When you go to the grocery store this time of the year, you’ll find all kind of baking ingredients laying around the store. From sugar cookie mix to baking sodas, flour, pumpkin spice and of course chocolate chips. When I was grocery shopping the other day, I ended up a bunch of chocolate chip bags. So I decided to make this chocolate marshmallow fudge.
This recipe is very simple and easy to make. It would also be a great treat to bring along to a Christmas party.
I got the recipe from allrecipes.com and modified it just a bit. I added some vanilla extract and mini marshmallows. Marshmallows always go well with chocolate, so why not add them to fudge. Right?
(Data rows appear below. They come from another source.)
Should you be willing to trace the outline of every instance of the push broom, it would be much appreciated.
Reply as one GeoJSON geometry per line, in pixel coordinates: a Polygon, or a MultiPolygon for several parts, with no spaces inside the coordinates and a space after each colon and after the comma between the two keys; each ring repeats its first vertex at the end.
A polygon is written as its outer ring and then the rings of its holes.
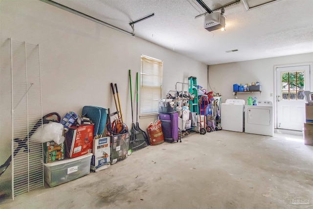
{"type": "Polygon", "coordinates": [[[132,75],[130,70],[129,83],[131,90],[131,104],[132,107],[132,128],[130,130],[130,149],[132,152],[143,149],[147,146],[146,139],[142,132],[138,131],[134,123],[134,114],[133,111],[133,93],[132,91],[132,75]]]}

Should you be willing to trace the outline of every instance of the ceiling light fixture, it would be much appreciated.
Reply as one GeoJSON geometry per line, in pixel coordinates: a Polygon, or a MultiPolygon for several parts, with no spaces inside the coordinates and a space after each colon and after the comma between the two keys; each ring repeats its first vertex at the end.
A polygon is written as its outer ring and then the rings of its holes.
{"type": "Polygon", "coordinates": [[[146,20],[154,16],[155,16],[155,13],[152,13],[152,14],[150,14],[150,15],[146,15],[144,17],[140,18],[140,19],[138,19],[131,23],[130,23],[129,25],[131,25],[131,27],[132,27],[132,29],[133,29],[133,32],[132,32],[132,33],[134,35],[134,32],[135,29],[134,27],[134,24],[135,23],[136,23],[141,21],[143,21],[144,20],[146,20]]]}

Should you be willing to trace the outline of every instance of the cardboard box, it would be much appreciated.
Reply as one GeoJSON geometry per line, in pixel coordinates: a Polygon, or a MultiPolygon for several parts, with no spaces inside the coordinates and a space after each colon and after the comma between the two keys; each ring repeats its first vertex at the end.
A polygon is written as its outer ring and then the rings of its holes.
{"type": "Polygon", "coordinates": [[[110,137],[111,156],[111,164],[127,158],[129,146],[129,133],[110,137]]]}
{"type": "Polygon", "coordinates": [[[110,157],[111,150],[110,139],[109,137],[93,139],[90,166],[90,170],[92,171],[97,172],[109,167],[104,165],[111,163],[110,157]]]}
{"type": "Polygon", "coordinates": [[[313,103],[305,103],[305,122],[313,123],[313,103]]]}
{"type": "Polygon", "coordinates": [[[44,162],[45,163],[64,159],[64,142],[57,144],[53,141],[43,143],[44,162]]]}
{"type": "Polygon", "coordinates": [[[75,158],[92,152],[93,125],[82,125],[69,128],[65,134],[67,157],[75,158]]]}
{"type": "Polygon", "coordinates": [[[74,180],[90,173],[92,153],[44,164],[45,181],[50,187],[74,180]]]}
{"type": "Polygon", "coordinates": [[[313,146],[313,124],[305,123],[304,126],[304,144],[313,146]]]}

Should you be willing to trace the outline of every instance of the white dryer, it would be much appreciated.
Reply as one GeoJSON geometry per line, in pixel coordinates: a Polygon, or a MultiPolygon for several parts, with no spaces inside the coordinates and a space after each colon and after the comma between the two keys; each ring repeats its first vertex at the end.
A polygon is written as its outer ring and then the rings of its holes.
{"type": "Polygon", "coordinates": [[[245,100],[226,99],[221,104],[221,126],[223,130],[244,132],[245,100]]]}
{"type": "Polygon", "coordinates": [[[273,136],[274,117],[273,103],[258,101],[257,105],[246,105],[245,132],[273,136]]]}

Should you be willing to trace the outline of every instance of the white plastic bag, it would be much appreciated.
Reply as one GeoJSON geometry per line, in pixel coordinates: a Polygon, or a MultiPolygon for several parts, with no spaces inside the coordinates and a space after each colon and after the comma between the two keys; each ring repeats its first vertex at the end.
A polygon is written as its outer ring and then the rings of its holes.
{"type": "Polygon", "coordinates": [[[31,136],[31,138],[40,142],[54,141],[57,144],[63,143],[65,138],[63,136],[64,127],[61,123],[50,121],[49,123],[39,127],[31,136]]]}

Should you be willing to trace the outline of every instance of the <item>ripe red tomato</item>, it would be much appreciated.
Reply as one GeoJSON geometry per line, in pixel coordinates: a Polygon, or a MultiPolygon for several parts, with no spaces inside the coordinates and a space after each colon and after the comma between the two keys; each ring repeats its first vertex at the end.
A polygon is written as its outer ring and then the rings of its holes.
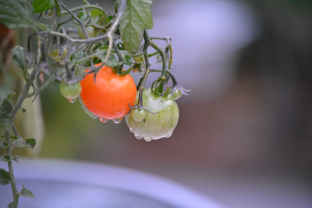
{"type": "Polygon", "coordinates": [[[133,105],[135,101],[136,87],[132,76],[119,76],[109,66],[104,66],[100,69],[95,82],[94,74],[92,73],[86,75],[80,83],[82,102],[103,122],[111,119],[115,123],[119,123],[130,110],[129,104],[133,105]]]}

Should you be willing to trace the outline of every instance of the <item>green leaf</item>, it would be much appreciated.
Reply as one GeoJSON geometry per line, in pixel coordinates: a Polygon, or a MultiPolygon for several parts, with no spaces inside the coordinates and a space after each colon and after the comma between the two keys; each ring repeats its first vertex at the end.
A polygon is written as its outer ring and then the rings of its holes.
{"type": "Polygon", "coordinates": [[[1,160],[5,162],[9,162],[11,161],[11,158],[7,155],[3,155],[1,156],[1,160]]]}
{"type": "Polygon", "coordinates": [[[81,104],[81,107],[83,109],[84,111],[86,114],[87,115],[90,116],[90,117],[95,119],[97,118],[97,116],[93,114],[93,113],[91,113],[90,111],[85,106],[85,104],[84,104],[83,102],[82,102],[82,100],[81,99],[81,98],[80,96],[78,97],[79,98],[79,102],[81,104]]]}
{"type": "Polygon", "coordinates": [[[35,198],[35,195],[32,193],[32,192],[28,189],[26,189],[25,188],[25,186],[22,185],[22,190],[20,192],[21,195],[24,196],[28,196],[32,198],[35,198]]]}
{"type": "Polygon", "coordinates": [[[7,148],[9,147],[9,144],[5,141],[2,141],[0,142],[0,147],[2,148],[7,148]]]}
{"type": "Polygon", "coordinates": [[[23,143],[25,145],[25,147],[32,149],[35,147],[35,145],[36,145],[36,140],[33,138],[27,139],[23,141],[23,143]]]}
{"type": "Polygon", "coordinates": [[[23,0],[0,0],[0,22],[10,29],[36,29],[32,7],[23,0]]]}
{"type": "Polygon", "coordinates": [[[121,40],[127,51],[135,53],[141,46],[144,28],[153,27],[152,0],[128,0],[120,22],[121,40]]]}
{"type": "Polygon", "coordinates": [[[78,18],[81,20],[82,22],[85,21],[87,18],[88,18],[88,15],[85,13],[85,10],[84,8],[82,12],[80,12],[77,15],[77,17],[78,18]]]}
{"type": "MultiPolygon", "coordinates": [[[[106,57],[106,55],[107,53],[107,50],[100,49],[97,51],[94,55],[98,58],[101,59],[102,61],[103,61],[106,57]]],[[[108,57],[108,60],[107,60],[105,65],[113,68],[118,67],[119,65],[117,60],[116,59],[115,56],[112,53],[110,54],[110,56],[108,57]]]]}
{"type": "Polygon", "coordinates": [[[22,70],[26,69],[26,49],[21,46],[16,46],[12,50],[13,61],[22,70]]]}
{"type": "Polygon", "coordinates": [[[52,26],[50,25],[46,25],[38,22],[36,22],[37,26],[43,31],[51,31],[52,29],[52,26]]]}
{"type": "Polygon", "coordinates": [[[95,24],[99,23],[99,21],[103,15],[102,12],[97,9],[93,9],[90,14],[91,15],[91,22],[95,24]]]}
{"type": "Polygon", "coordinates": [[[38,95],[42,92],[43,90],[49,87],[54,81],[55,79],[55,75],[53,74],[51,75],[51,76],[49,78],[49,79],[45,81],[44,83],[41,85],[40,87],[39,88],[39,89],[37,90],[37,91],[36,92],[36,94],[35,95],[35,97],[34,98],[33,100],[34,100],[38,95]]]}
{"type": "Polygon", "coordinates": [[[124,56],[124,63],[127,65],[131,65],[132,64],[132,58],[130,55],[126,53],[124,56]]]}
{"type": "Polygon", "coordinates": [[[0,119],[10,118],[13,109],[13,107],[11,103],[7,99],[3,100],[0,106],[0,119]]]}
{"type": "Polygon", "coordinates": [[[12,182],[10,172],[3,168],[0,168],[0,185],[5,185],[12,182]]]}
{"type": "Polygon", "coordinates": [[[14,208],[17,207],[17,206],[16,204],[17,202],[15,201],[13,201],[10,202],[10,203],[7,205],[7,208],[14,208]]]}
{"type": "Polygon", "coordinates": [[[15,99],[16,96],[16,93],[15,92],[10,92],[7,95],[6,99],[8,101],[12,102],[15,99]]]}
{"type": "Polygon", "coordinates": [[[34,0],[32,3],[35,13],[40,13],[52,9],[54,6],[54,0],[34,0]]]}
{"type": "Polygon", "coordinates": [[[51,89],[55,90],[56,91],[60,91],[60,84],[61,82],[59,80],[55,80],[54,81],[51,83],[51,84],[49,85],[49,88],[51,89]]]}

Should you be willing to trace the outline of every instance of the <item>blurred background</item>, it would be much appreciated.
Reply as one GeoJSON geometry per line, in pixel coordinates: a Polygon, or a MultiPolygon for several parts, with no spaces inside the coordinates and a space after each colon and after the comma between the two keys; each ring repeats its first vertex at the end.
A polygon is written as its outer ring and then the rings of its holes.
{"type": "Polygon", "coordinates": [[[312,2],[155,0],[152,10],[149,34],[171,37],[173,72],[192,89],[177,100],[172,136],[138,140],[124,120],[102,123],[46,90],[39,157],[151,173],[229,207],[312,207],[312,2]]]}

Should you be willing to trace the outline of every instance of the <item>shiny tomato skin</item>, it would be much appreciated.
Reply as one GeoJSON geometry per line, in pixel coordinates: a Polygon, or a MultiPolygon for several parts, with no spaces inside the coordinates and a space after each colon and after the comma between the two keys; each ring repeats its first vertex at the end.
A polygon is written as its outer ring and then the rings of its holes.
{"type": "Polygon", "coordinates": [[[100,119],[122,119],[130,110],[129,105],[133,105],[135,100],[136,87],[132,76],[129,74],[119,76],[108,66],[104,66],[100,69],[95,82],[93,73],[86,75],[80,83],[83,102],[100,119]]]}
I thought this chocolate marshmallow fudge would last at least a week in my fridge, and boy was I wrong. It only lasted 3 days. I was eating 3 or 4 pieces a day with my afternoon coffee. I can’t be trusted around chocolate 😛 Then Amir was asking me to make some more as he was eating the last piece. It’s that good!!
So let’s make some fudge. 🙂
Prep time: 10 minutes
Inactive time: 2 hours
Original recipe adopted from allrecipes.com.
3 cups of semisweet chocolate chips
1 (14 ounce) can sweeten condensed milk
1/4 cup of butter (1/2 a stick)
1 teaspoon of vanilla extract
1 cup of mini marshmallows
Place the chocolate chips, sweetened condensed milk, and butter in a large bowl and place over a pot with simmering water. Stir the chocolate mixture with a spatula until melted.
The original recipe uses the microwave to melt the chocolate. You can go either way.
Remove from the heat and mix in the mini marshmallows and vanilla extract.
Here is an added bonus, when you add the marshmallows, some of them will melt because hot chocolate and condensed milk mixture. This will give your fudge a nice marbled look.
- 3 cups of semisweet chocolate chips
- 1 (14 ounce) can sweeten condensed milk
- ¼ cup of butter (1/2 a stick)
- 1 teaspoon of vanilla extract
- 1 cup of mini marshmallows
- Place the chocolate chips, sweetened condensed milk, and butter in a large bowl and place over a pot with simmering water. Stir the chocolate mixture with a spatula until melted.
- Remove from the heat and mix in the mini marshmallows and vanilla extract.
- Pour into a well greased 8×8-inch glass baking dish. Refrigerate for 2 hours or until it’s set.
- Once it's set, cut the chocolate marshmallow fudge into bite size pieces, store in the fridge or enjoy right away.